By Tom Kenis
I am horrible at time-keeping. It is eight o’clock, and I’m standing at the bar. Muhammad, the bartender, greets me with a smile. “Kif halak?”
“I’m fine,” I say, scanning the room. Ol’ Blue Eyes stares down at me from the wall, framed black and white. Welcome to Sinatra’s. On weekdays you can hear The Voice, crackling from a small array of speakers, while you check your Gmail over high-speed Wifi. At present, only a handful of people are present, including the two girls who’ll be stamping concert goers’ wrists shortly. They have yet to take up their position at the door.

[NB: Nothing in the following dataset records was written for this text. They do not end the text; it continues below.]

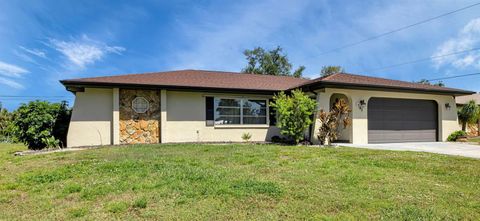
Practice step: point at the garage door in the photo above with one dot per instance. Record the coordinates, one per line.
(401, 120)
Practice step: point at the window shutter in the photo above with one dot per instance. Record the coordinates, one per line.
(209, 111)
(273, 116)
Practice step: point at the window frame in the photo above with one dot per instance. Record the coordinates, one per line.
(242, 101)
(140, 98)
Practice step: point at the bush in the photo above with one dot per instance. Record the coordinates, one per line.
(6, 126)
(455, 135)
(294, 112)
(41, 124)
(246, 137)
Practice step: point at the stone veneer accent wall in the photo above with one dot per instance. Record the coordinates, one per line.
(136, 128)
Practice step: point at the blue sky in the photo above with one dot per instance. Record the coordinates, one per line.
(42, 42)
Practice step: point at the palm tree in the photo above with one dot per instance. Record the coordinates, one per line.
(469, 113)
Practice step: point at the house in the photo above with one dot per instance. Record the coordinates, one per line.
(472, 129)
(212, 106)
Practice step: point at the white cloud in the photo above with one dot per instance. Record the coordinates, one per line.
(10, 83)
(84, 51)
(10, 70)
(35, 52)
(216, 41)
(467, 38)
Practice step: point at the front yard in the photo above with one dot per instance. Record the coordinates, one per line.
(232, 182)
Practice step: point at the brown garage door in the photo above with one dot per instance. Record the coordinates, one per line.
(401, 120)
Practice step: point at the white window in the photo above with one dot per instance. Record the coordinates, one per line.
(140, 105)
(240, 111)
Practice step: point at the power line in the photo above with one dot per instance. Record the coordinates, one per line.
(397, 30)
(423, 59)
(27, 96)
(456, 76)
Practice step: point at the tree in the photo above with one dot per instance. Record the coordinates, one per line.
(469, 113)
(427, 82)
(272, 62)
(329, 70)
(37, 124)
(330, 121)
(6, 125)
(294, 113)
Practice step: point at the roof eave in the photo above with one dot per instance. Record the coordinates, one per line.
(68, 83)
(319, 85)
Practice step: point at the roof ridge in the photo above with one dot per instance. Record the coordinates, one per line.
(185, 70)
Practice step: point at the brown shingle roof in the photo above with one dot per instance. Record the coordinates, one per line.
(196, 79)
(465, 99)
(366, 81)
(200, 79)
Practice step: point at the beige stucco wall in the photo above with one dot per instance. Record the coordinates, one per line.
(91, 122)
(447, 117)
(184, 121)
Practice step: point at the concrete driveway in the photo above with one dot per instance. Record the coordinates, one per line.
(449, 148)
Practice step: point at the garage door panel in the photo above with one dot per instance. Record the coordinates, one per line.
(401, 120)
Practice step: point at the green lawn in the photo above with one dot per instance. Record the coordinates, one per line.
(237, 182)
(474, 139)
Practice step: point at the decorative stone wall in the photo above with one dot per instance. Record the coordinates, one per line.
(137, 128)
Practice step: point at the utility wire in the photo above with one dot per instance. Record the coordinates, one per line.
(423, 59)
(26, 96)
(397, 30)
(456, 76)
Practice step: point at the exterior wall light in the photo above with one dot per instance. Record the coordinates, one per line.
(361, 104)
(447, 106)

It’s eight o’clock, and I’m standing at the bar, as I said, horrible at time-keeping. After two and a half years still a rookie. I cannot not be on time. Silly me. Frankie Boy shakes his head with the disapproving cool that only a twentieth century crooner-icon is able to muster. From the patio a murmur of sound-checks and last-minute cable-taping is carried in by a spiky draft. Summer evenings around these hills can be deceivingly chilly. Frank Sinatra doesn’t sing Stormy Weather. He merely tuts, and goes about his business hanging from a nail in twenty-first century Ramallah. I, the tutee, decide by taxi to quickly backtrack to my abode and pick up some textiles.